Kyanos Biotechnologies lève 2,6 millions d’euros

Le producteur de micro-algues Kyanos Biotechnologies, auteur du fameux arbre algual installé sur les allées Jean-Jaurès à Toulouse, passe progressivement à l'échelle indutrielle. Son récent tour de table lui permet de concrétiser ses projets de développement. 

Les 2,6 millions d’euros levés par Kyanos Biotechnologies vont permettre à la start-up toulousaine d’augmenter ses capacités de production et de mettre en place un pilote pré-industriel pour cultiver in fine ses micro-algues à grande échelle, dans des bassins artificiels. Les montants récoltés proviennent d’investisseurs comme Zsolt Popsé (président de GPC Bio), Régis Nouaille (fondateur d’Afyren), mais aussi du PIA opéré par l’Ademe, de French Tech Bridge de Bpifrance ainsi que du Pass Rebond Occitanie.

Une algue américaine, cultivée différemment
Créée en 2016 par un ex-ingénieur de Supaéro, Ly Vinh, Kyanos Biotechnologies est la première société à élever la microalgue AFA Klamath en dehors de son site d’origine, un lac dans l’Oregon aux Etats-Unis, dans un écosystème contrôlé à partir d’un procédé, la cyclotrophie, breveté. «C’est une alimentation durable, sans pesticide, peu gourmande en eau, qui ne consomme pas de terre arable, ni d’engrais azoté car c’est l’azote de l’air qui est exploité » résume Ly Vinh. En plus de son apport en protéine, l’AFA fournit un acide aminé, la phényléthylamine ou PEA qui favorise la production de la dopamine, active pour l’éveil, la mémorisation, la concentration.
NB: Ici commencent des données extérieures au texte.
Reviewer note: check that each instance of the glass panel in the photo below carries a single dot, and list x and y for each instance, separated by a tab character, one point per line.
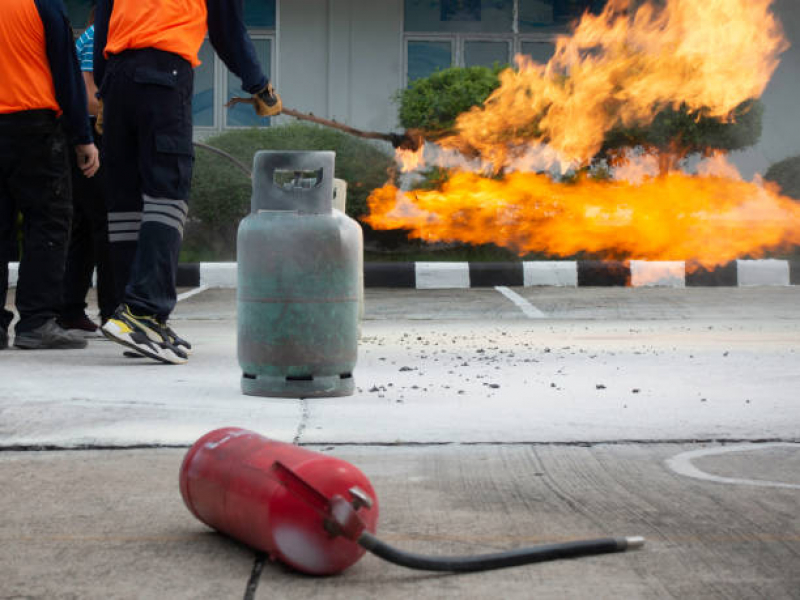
426	57
259	13
535	13
78	12
203	99
480	16
541	52
485	54
243	115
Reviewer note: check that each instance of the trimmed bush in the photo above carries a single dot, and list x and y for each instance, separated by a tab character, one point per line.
221	192
432	103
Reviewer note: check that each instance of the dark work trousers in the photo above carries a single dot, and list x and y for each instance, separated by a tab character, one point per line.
88	246
35	181
148	157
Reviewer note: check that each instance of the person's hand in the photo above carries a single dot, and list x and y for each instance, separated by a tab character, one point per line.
267	102
88	159
98	124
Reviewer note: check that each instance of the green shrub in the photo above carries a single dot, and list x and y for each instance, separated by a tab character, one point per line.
221	192
432	103
786	174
L'entreprise emploie aujourd'hui 5 personnes installées au centre Pierre Potier, pépinière biotech deToulouse Métropole. 

Un procédé de culture écologique innovant
Spécialisée dans l’algoculture, Kyanos Biotechnologies a conçu, développé et breveté un procédé innovant de production de micro-algues, la « cyclotrophie », capable d’augmenter la productivité de manière significative tout en préservant la planète. Ce procédé utilisant des écosystèmes de micro-organismes permet la valorisation des ressources carbonées renouvelables ainsi qu’un recyclage de l’eau utilisée. La start-up a déjà conçu un arbre algal haut de 5 mètres, qui sert "d'épurateur d’air de nouvelle génération ». Il est aujourd’hui visible sur les allées Jean-Jaurès à Toulouse.